特集

【新村駿:ゴルフ】松本から世界を目指すプロゴルファー 飛躍を期し新たな一歩を踏み出す

「PGAツアーに参戦したい」
 世界の舞台での活躍を目指し、今季プロゴルファーとして新たな一歩を踏み出したのが松本市出身の新村駿(22)だ。佐久長聖中学・高校から名門の日本大学に進み、好成績を残しながらここまで研さんを積んできた。昨年の日本プロゴルフ協会(PGA)のプロテストで一発合格を収め、念願のプロに。飛躍の年と位置付ける今年、どこまで目標に近づけるか期待が集まる。

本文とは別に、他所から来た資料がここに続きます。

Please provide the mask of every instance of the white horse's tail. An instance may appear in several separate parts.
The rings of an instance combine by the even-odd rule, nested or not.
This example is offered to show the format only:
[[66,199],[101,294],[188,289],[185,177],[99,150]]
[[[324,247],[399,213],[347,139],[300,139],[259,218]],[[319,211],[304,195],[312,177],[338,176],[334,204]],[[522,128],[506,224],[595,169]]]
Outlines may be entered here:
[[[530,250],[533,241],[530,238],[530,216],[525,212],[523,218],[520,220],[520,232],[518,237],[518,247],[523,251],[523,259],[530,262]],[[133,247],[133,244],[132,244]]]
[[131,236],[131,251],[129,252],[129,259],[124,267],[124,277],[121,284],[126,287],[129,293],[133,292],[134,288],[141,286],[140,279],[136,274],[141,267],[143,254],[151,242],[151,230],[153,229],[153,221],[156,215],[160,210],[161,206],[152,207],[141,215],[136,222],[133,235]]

 今季は下部ツアーに参戦している。「久しぶりに緊張した」という4月上旬の初戦では、惜しくも最終日に進めなかった。調子がいまひとつだったと振り返るが、その中でも長いシーズンに向けての手応えは確かにつかんだ。今季の目標に掲げる「下部ツアーで賞金王」に向け、しっかりと前を見据える。
 最大の武器はドライバーの飛距離。平均は310ヤードで、国内男子プロでも上位の数字をたたき出す。その飛距離を生み出す土台ともいえるのが、がっしりとした肉体だろう。177センチ、81キロの筋肉質。体幹も鍛えられ、加えて柔軟性もある。小学生時代からの鍛錬が、今の肉体の礎となっている。
 小学生時代はゴルフと空手の「二刀流」だった。ゴルフでめきめきと頭角を現す中、空手でも全国大会常連の実力を発揮していた。その空手の影響が色濃く、強い体が生み出され、現在もウエイトトレーニングなどで鍛え上げている。

 とはいえ、フィジカルだけで勝てるのがゴルフではない。技術に加え、メンタルもプレーに大きく影響する。「平常心をいかに保つか。自分の今の状態としっかり向き合い、調子が悪ければ攻めすぎないことも大切」と新村。長いシーズン、我慢を強いられることも当然ある。それを前提にしていれば焦りや迷いを拭い去り、スコアへの影響も最低限に抑えられる。
 大学4年にはオーバーワークが起因となり、腰を骨折する大けがも負った。量を求めていた練習法も「1球1球を本番のように打つ意識。質を高めるようになった」と明かす。これまでの故障や不調をしっかりと経験値とし、成長の材料に転嫁している。

 人柄は謙虚でさわやか。高校で主将、大学では副主将を務めるなどキャプテンシーも高い。そんな好青年だが、心の中では世界でのプレーに情熱をたぎらせる。「今はその下準備期間。しっかりと取り組み、成績を残していきたい」と力を込める。
 松本から世界へ―。大きく羽ばたく未来が想像される。


新村 駿(にいむら しゅん)
2000年9月11日生まれ、松本市出身。父親の影響でゴルフを始め、寿小学校1年生のときにアルプスショット(塩尻市)ジュニアスクールに入る。佐久長聖中学・高校に進み、関東高校ゴルフ選手権団体優勝、日本大学でも日本学生選手権などで上位に入る。現在は松本市を拠点に活動し、松本カントリークラブと穂高カントリークラブで練習している。